狙撃隊に配属され戦場へ行くが、銃を向ける敵はなかった。
ひとりの若者が、
自らの役割への疑問に悩む鍛え上げられた兵士になるまでの道のりと、
「戦争」という過酷な現実に身を置いたとき、何を想い何を考えるか。
あらすじ終

以下すこしネタばれ注意

映画の冒頭で
「男は何年も銃を撃ち、そして戦争に行く
 帰国し、武器庫に銃を戻す。もう銃は手にない。
 だが、その手で何をしても・・(略)
 その手は銃を覚えている。

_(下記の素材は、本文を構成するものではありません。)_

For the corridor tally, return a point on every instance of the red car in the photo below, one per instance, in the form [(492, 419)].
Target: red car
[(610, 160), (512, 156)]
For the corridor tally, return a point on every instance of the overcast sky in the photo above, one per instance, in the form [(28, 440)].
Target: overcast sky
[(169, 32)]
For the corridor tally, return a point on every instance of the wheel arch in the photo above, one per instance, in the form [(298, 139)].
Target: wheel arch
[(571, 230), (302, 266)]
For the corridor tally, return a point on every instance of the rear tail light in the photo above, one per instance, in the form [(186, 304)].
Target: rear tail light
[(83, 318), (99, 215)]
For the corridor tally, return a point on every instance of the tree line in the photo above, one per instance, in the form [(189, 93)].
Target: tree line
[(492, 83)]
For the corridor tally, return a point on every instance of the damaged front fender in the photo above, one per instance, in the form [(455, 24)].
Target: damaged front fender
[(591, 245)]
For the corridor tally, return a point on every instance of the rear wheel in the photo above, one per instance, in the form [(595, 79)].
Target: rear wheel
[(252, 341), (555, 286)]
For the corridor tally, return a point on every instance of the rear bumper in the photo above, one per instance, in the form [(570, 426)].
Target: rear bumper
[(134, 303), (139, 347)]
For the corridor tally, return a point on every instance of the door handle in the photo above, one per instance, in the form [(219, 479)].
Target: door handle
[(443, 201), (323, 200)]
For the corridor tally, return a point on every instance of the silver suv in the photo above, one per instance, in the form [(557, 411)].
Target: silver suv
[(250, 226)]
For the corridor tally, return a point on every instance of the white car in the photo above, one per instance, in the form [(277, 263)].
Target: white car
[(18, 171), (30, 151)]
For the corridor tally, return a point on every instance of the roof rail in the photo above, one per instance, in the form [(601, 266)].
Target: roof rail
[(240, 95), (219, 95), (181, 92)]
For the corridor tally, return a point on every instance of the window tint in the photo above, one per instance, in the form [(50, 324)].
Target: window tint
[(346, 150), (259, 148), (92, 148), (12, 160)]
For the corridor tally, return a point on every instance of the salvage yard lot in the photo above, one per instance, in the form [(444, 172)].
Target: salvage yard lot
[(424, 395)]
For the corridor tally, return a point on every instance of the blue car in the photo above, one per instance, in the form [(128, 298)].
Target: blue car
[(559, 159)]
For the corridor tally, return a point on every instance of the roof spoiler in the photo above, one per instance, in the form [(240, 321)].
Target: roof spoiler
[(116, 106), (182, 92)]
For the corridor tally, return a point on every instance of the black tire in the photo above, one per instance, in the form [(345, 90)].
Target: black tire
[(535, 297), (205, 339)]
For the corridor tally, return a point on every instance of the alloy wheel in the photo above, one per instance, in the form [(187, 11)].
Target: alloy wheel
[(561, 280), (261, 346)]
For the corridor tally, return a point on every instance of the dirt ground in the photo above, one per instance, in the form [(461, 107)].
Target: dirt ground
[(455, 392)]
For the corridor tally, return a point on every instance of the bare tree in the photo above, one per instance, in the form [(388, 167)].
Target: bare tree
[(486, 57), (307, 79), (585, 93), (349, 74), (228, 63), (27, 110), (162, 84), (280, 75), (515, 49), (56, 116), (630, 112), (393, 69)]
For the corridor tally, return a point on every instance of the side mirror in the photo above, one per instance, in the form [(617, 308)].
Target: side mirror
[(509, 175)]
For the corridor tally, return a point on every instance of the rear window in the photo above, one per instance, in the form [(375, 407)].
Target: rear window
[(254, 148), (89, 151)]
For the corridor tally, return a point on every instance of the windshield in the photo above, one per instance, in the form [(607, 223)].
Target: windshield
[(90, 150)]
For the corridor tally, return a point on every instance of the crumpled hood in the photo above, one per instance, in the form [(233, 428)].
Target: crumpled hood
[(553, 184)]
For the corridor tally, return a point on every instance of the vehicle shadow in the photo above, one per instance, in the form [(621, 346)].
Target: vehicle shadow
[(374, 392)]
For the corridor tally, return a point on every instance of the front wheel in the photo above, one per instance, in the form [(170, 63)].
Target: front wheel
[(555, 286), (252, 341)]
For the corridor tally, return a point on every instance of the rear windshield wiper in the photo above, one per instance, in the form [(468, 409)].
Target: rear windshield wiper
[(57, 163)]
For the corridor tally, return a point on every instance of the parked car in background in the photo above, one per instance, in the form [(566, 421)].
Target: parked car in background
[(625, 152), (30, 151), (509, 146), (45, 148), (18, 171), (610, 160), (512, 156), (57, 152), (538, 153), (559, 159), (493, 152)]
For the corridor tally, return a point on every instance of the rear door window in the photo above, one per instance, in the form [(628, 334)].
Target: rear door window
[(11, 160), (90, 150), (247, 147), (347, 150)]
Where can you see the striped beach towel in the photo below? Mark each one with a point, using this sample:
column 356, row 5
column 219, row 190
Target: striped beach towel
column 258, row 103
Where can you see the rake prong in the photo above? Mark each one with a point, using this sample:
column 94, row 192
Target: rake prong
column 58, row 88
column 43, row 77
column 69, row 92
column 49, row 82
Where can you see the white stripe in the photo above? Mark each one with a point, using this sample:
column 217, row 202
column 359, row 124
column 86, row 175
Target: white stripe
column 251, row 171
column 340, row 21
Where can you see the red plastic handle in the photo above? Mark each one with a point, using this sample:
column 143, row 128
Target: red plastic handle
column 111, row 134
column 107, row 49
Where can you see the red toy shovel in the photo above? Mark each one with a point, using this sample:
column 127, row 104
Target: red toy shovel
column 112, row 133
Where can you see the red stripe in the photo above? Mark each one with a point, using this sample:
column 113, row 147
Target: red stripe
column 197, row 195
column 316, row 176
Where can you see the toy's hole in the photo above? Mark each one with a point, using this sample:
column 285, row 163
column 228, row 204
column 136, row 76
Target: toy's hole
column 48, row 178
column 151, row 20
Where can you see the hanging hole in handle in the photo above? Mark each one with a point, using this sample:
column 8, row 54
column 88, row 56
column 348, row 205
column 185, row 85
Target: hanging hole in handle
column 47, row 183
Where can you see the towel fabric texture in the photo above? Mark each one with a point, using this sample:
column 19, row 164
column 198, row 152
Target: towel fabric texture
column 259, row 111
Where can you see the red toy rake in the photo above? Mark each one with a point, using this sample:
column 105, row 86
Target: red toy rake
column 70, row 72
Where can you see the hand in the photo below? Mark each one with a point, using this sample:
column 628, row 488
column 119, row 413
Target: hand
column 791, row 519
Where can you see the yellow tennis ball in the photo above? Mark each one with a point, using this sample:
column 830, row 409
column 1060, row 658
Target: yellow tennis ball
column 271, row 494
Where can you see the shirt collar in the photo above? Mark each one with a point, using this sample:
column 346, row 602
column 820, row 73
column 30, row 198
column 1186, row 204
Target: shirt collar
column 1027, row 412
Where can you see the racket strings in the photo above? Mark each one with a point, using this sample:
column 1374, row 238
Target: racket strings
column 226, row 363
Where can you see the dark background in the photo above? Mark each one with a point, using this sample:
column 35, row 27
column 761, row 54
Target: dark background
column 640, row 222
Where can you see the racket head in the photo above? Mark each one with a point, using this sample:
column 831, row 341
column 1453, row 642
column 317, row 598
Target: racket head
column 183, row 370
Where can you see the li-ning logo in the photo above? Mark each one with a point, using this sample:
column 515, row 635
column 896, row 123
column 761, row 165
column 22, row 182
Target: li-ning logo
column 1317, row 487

」  と語られる。


若者達が、映画(地獄の黙示録)を見せられ、高揚するシーンや、
フセインの悪行を見せられ、戦争モードになっていくさまなど、
人があやつられるのを、第三者的に見てましたが、
狙撃シーンで、主人公より先に引き金を引いている
自分に気付きました。

人が人としての尊厳を失った時
人は戦争の道具に変わります。

撃ち殺すシーンを見るとき、対象は「的」としかみてないのです。
現実の出来事ではありませんが、自分自身に
残酷な、醜い部分があるのがわかります。

現実に、人を殺す訓練を受け、戦地で銃を構えた人には、
生きて戻れても、日常の生活に戻れても、その経験は消されないのです。
たとえ、引き金を引く事さえなかったとしてもです。
後戻りできません。

ふつうの戦争映画とは、味付けが、切り口が違います。

 

残酷なシーンを描いた映画が反戦を目的としていても、
見る人によると、興奮を誘ってしまう恐さも秘めています。
狂気の世界にいなくても、ダークな面を持ち合わせています。
その性質を巧みに利用しようとされる事も忘れてはいけないのです。



(メモ)
映画の基になった回顧録
 こちらの解説から

「ジャーヘッド」とは「海兵隊員」の意味である。
それは彼らの髪型が高く刈り上げてお湯のポットの形をしているからだが、
ジャーヘッドには他にも、
「ラバ、うすのろ、ばか、大酒飲み」という軽蔑的、自虐的意味もある。
完全志願制で勇猛果敢さを標榜し、
海外派遣の尖兵でもあるの海兵隊のマッチョなエリート意識の裏返しでもあるのだ。

湾岸戦争
1990年8月2日にイラクがクウェートに侵攻したのを機に、
アメリカ合衆国が中心となり、
国際連合が多国籍軍(連合軍)の派遣を決定し、
1991年1月17日にイラクを空爆した事にはじまる戦争。